I make the assumption that an optimal normal basis is constructed as follows. Let $\beta$ be a primitive eleventh root of unity. Then $\beta$ generates a normal basis for $GF(2^{10})$. The element $\alpha$ is then gotten as the relative trace of $\beta$: $$ \alpha=\beta+\beta^{32}=\beta+\beta^{-1}. $$ As $$\alpha^5=\alpha^4\alpha=(\beta^4+\beta^{-4})(\beta+\beta^{-1})= \beta^5+\beta^3+\beta^{-3}+\beta^{-5} $$ we easily see that $$ \alpha^5+\alpha^4+\alpha^2+\alpha+1=\sum_{k=-5}^5\beta^k=0. $$ Thus the minimal polynomial of this $\alpha$ is $r(x)=x^5+x^4+x^2+x+1$, i.e. the reciprocal of your $p(x)$.
To check that that we are talking about the same normal basis let us calculate the multiplication table of this one. So let's denote $\gamma_j=\alpha^{2^j}$ for $j=0,1,2,3,4$. Keeping in mind that $\beta^{11}=1$ we get $$ \begin{aligned} \gamma_0&=\beta+\beta^{-1}\\ \gamma_1&=\beta^2+\beta^{-2}\\ \gamma_2&=\beta^4+\beta^{-4}\\ \gamma_3&=\beta^8+\beta^{-8}=\beta^{-3}+\beta^3\\ \gamma_4&=\beta^{16}+\beta^{-16}=\beta^5+\beta^{-5}. \end{aligned} $$ It suffices to find the effect of multiplication by $\gamma_0$ as the others are gotten by shifting cyclically. The rule is $$ (\beta+\beta^{-1})(\beta^k+\beta^{-k})=(\beta^{k+1}+\beta^{-(k+1)})+ (\beta^{k-1}+\beta^{-(k-1)}). $$ Thus $$ \begin{aligned} \gamma_0\cdot\gamma_0&=\gamma_1,\\ \gamma_0\cdot\gamma_1&=\gamma_0+\gamma_3,\\ \gamma_0\cdot\gamma_2&=\gamma_3+\gamma_4,\\ \gamma_0\cdot\gamma_3&=\gamma_1+\gamma_2,\\ \gamma_0\cdot\gamma_4&=\gamma_2+\gamma_4. \end{aligned} $$ We got the hoped for $9=2\cdot5-1$ terms, so this normal basis is an optimal one.

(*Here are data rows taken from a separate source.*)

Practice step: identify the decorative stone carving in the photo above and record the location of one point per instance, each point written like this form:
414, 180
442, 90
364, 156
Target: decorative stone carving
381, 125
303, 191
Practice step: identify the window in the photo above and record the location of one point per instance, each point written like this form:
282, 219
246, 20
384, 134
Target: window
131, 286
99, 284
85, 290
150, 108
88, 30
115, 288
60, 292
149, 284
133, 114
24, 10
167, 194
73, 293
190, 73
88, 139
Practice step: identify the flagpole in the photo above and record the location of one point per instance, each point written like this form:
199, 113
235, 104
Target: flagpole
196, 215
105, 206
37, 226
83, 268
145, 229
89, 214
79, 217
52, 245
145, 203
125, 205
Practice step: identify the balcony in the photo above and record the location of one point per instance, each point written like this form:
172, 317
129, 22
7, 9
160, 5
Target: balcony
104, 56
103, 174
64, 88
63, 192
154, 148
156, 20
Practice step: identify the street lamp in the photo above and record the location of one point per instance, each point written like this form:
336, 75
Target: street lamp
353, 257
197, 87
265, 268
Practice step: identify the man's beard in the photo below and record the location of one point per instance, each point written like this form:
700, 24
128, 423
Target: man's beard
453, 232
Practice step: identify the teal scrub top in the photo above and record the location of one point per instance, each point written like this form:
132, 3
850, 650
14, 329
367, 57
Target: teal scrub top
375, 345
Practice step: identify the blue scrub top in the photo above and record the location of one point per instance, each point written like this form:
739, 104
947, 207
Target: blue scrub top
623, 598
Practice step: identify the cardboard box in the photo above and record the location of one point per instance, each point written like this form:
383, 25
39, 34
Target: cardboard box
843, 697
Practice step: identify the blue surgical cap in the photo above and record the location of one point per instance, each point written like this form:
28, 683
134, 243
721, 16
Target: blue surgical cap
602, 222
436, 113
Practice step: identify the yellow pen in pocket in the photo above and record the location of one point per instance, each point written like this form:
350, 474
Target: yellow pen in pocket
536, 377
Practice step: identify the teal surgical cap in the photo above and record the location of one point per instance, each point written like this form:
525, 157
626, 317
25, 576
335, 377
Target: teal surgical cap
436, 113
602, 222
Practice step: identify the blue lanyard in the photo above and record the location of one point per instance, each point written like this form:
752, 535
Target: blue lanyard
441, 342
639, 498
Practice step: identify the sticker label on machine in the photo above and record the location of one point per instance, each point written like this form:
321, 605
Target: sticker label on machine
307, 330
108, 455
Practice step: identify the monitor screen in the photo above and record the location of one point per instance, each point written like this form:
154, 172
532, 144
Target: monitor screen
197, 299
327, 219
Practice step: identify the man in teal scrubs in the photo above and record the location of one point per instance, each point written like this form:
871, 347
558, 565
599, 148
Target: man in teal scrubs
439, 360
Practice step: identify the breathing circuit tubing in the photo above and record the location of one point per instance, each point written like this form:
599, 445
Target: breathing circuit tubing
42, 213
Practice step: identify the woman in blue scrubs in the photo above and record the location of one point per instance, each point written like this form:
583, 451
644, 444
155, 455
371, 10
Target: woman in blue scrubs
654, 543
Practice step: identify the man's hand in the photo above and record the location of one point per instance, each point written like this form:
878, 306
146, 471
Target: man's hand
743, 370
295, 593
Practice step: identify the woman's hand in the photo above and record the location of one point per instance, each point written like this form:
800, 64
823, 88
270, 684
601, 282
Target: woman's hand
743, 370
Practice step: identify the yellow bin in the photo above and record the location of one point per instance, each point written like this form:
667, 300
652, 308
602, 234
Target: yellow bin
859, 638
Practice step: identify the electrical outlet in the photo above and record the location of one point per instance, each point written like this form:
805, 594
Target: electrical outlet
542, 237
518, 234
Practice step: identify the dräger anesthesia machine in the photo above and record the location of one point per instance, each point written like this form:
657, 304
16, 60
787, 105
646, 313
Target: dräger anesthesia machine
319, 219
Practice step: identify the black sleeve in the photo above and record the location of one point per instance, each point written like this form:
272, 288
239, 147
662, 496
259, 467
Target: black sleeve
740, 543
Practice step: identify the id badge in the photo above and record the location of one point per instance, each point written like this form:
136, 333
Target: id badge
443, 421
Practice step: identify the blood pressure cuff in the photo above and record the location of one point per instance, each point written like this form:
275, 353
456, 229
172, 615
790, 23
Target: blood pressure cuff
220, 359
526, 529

In terms of the monomial basis given by $\alpha$, the elements of this normal basis are: $$ \begin{aligned} \gamma_0&=\alpha,\\ \gamma_1&=\alpha^2,\\ \gamma_2&=\alpha^4,\\ \gamma_3&=\alpha^3+\alpha,\\ \gamma_4&=\alpha^5+\alpha^3+\alpha=\alpha^4+\alpha^3+\alpha^2+1. \end{aligned} $$
Can you try again with these, and report back?